Over the subsequent decade, of 29,929 men who said they’d never used Viagra, 128 developed melanoma. Of 1,618 Viagra users, 14 developed melanoma. In other words, 4.3 out of each 1,000 men who didn't take Viagra developed melanoma, in comparison with 8.6 out of each 1,000 men who took Viagra.

After statistical adjustment, the rise from 4.3 to eight.6 is the 84% increase in risk that many news stories have focused on. Researchers call this relative risk (one group in comparison with one other). The absolute increase, 4.3 cases per 1,000 men, represents a 0.43 percent increase.

It isn’t known whether an identical relationship exists between other erectile dysfunction drugs and melanoma. In 2000, when the study was conducted, Viagra was the one erectile dysfunction drug in the marketplace. Tadalafil (Cialis) and Vardenafil (Levitra) weren’t approved until 2003, while Avanafil (Stendra) got here in the marketplace in 2012.

How dangerous is that this business?

The raw numbers suggest that the danger of melanoma related to Viagra could be very low—considered one of the aspects that Dr. Tsao said “needs to be considered” when weighing the study's significance. This is even smaller than the study reported because not all the 14 cancers within the Viagra group might be attributed to the drug. Many aspects affect a person's risk of melanoma—a very powerful of that are age and overall exposure to ultraviolet (UV) radiation.

Should you be nervous?

Should men who use Viagra worry about getting melanoma? No one can say yet. This relationship could also be purely coincidental. Epidemiological studies like this only let you know who’s on the crime scene, not who committed it. Results of JAMA Internal Medicine The study must be replicated in other groups of men before alarm bells may be sounded.
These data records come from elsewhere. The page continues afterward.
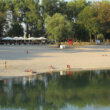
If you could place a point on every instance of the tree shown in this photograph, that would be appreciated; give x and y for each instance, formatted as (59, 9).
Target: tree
(104, 16)
(58, 27)
(2, 16)
(89, 20)
(49, 7)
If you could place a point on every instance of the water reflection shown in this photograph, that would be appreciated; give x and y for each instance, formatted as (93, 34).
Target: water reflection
(85, 90)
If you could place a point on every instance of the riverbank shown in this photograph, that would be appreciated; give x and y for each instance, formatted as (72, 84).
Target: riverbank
(39, 59)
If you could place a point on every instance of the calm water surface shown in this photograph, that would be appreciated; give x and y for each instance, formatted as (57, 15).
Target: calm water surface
(85, 90)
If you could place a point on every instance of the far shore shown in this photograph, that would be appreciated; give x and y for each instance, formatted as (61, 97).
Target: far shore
(41, 58)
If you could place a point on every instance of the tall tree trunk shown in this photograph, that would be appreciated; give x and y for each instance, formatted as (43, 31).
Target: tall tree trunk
(27, 30)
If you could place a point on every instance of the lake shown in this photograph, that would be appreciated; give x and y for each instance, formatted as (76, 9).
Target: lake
(64, 90)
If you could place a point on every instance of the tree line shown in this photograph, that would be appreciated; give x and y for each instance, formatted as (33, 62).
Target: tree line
(56, 19)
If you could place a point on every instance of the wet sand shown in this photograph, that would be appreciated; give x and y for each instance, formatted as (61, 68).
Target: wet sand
(40, 58)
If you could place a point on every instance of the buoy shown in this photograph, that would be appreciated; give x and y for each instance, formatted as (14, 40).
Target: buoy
(51, 67)
(27, 51)
(31, 71)
(68, 66)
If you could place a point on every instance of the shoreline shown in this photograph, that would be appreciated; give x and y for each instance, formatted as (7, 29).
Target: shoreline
(40, 58)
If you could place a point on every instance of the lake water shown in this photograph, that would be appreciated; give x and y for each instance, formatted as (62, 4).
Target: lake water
(84, 90)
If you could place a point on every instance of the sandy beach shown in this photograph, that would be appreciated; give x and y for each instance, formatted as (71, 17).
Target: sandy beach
(38, 58)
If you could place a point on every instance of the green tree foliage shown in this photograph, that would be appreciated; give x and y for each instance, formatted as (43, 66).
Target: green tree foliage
(58, 27)
(49, 7)
(2, 17)
(74, 7)
(89, 20)
(104, 16)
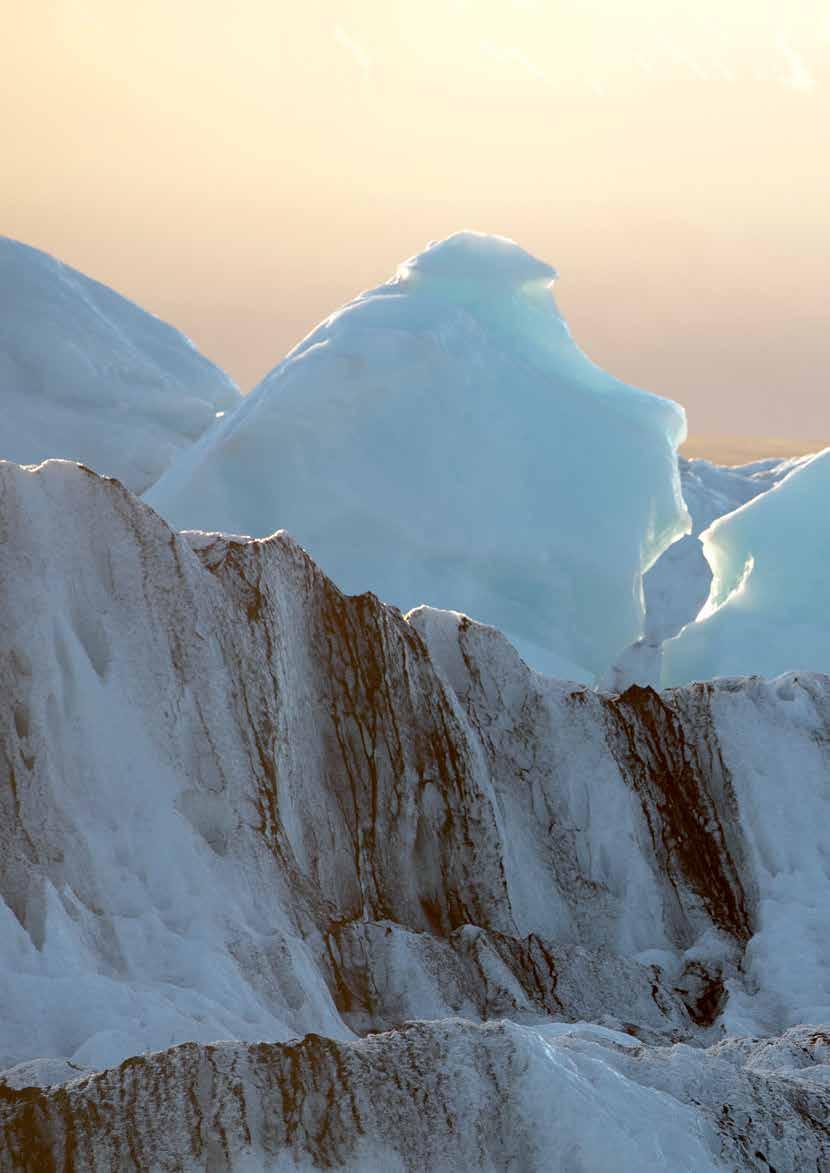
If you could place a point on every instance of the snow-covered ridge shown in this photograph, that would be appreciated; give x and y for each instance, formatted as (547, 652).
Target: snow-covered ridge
(86, 374)
(767, 608)
(442, 440)
(237, 804)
In the meantime, Dr. Tsao offers men some quick advice: Protect your skin from an excessive amount of sun and get regular skin exams to detect melanoma and other sorts of skin cancer early, while they're still susceptible. There are treatments.

This is particularly essential for older men, who’ve the next risk of developing melanoma and the next risk of dying from it. An estimated 76,000 Americans (greater than half of them men) will probably be diagnosed with melanoma this yr, and about 10,000 will die from it.

In short, be afraid—but not of Viagra. Be concerned about excessive sun exposure and be careful for strange-looking moles which will turn into metastatic cancer. Cover up whenever you go outside, and use broad-spectrum sunscreen liberally whenever you exit within the sun to work and play.